Black lit? Rather than to remind one of the head shops of earlier decades, the change in lighting activates the artists’ delivery of alternate perceptions of color, and maybe even a moment of synesthesiastic viewing. (Synesthesia is a neurological condition where stimulation of one sense or thought process leads to automatic, involuntary experiences in another sense; for example, seeing colors when you hear music, and vice versa). The work raises questions about how one really sees color and if, in the act of seeing, there is more to experience than some acknowledgement of what you think you are seeing? Can or does one feel color– perhaps even hear it? Marrying music with a visual art form, Donovan, Shaw and Sperry continue exploring and seeking ways to expand the visual experience. They apply their depth of knowledge of color theory principles, ultimately by purposely and creatively altering formal color relationships and aesthetics. Viewers can see these works under conventional light conditions by day, and return to a very different experience under the black lights at night.

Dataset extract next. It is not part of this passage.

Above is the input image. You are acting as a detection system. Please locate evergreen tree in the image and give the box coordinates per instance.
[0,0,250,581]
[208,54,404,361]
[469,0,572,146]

Through color and perception, the artists suggest opportunities for new sensorial visual perceptions, introducing non-classified forms of art to a much classified and defined art world.

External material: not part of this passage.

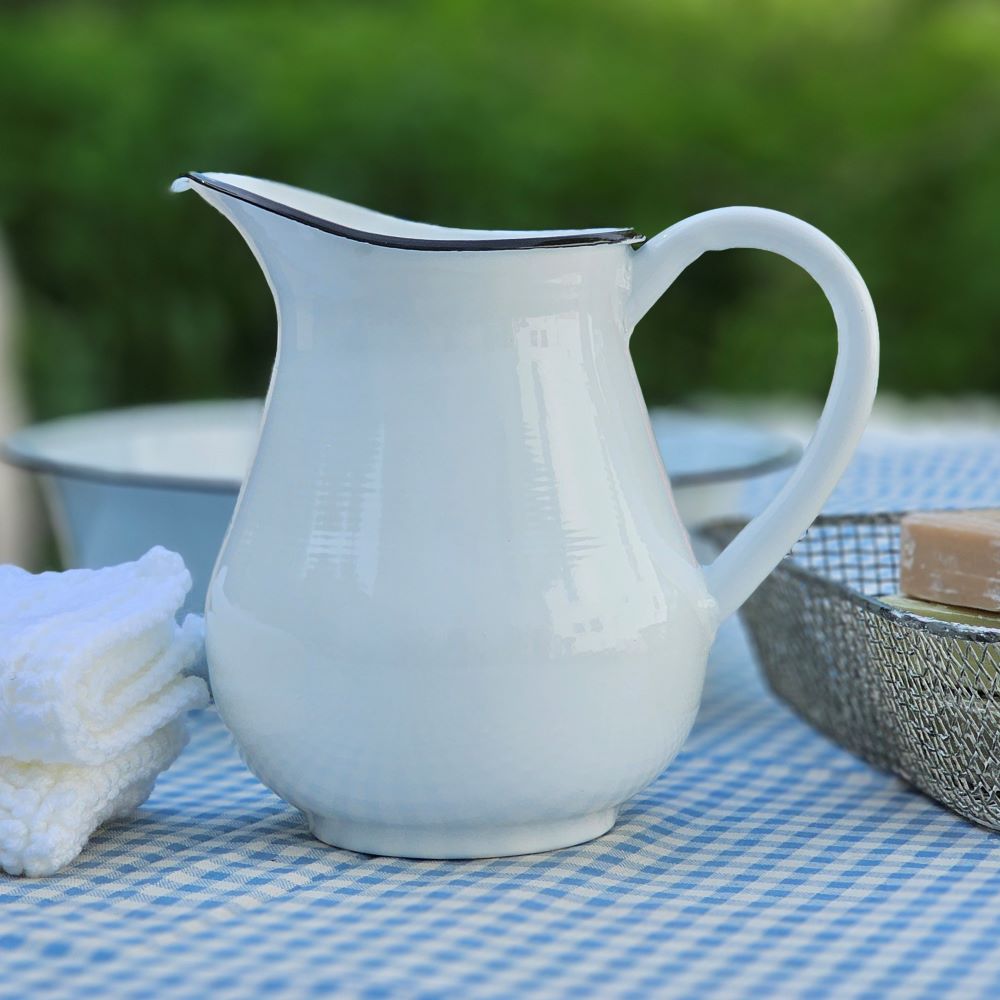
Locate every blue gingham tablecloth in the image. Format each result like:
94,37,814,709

Never known for following the consensus of any art establishment, these three have a strict loyalty to their craft, and have become leading innovators of the rock poster art form. Their suspicion and disdain for mainstream American politics often characterizes their approach to making art. With a sincere dedication to a broad public audience, they reflect a social consciousness and draw much from the immediate urban environment.

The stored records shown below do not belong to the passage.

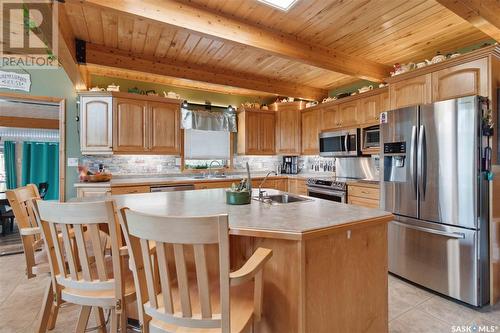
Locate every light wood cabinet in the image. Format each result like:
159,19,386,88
148,103,181,155
111,185,151,195
389,74,432,109
259,112,276,155
276,105,301,155
432,58,488,101
320,105,339,131
337,100,359,127
80,95,113,155
379,90,391,116
237,110,276,155
113,98,148,153
347,184,380,208
76,186,111,199
301,110,320,155
194,181,237,190
358,95,381,125
80,92,181,155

In the Natoma windows, Chris Shaw and Chuck Sperry collaborated to present Temporary Bound. In 3 separate hinged and painted panels totaling almost 60 feet in length, are three gorgons representing the Greek myth of Perseus and Medusa. There are different translations of the myth, but each share a reaction in one way or another to the perilous nature of feminine beauty.
Shaw and Sperry describe the installation:
“The work’s form is derived from an Asian “accordion” book, while the subject, “Three Gorgons” reflects the artists’ western influences. The free intertwining of Eastern and Western references is not only evocative of the modern technological world, but also of San Francisco, a cultural melting pot on the Pacific Rim.”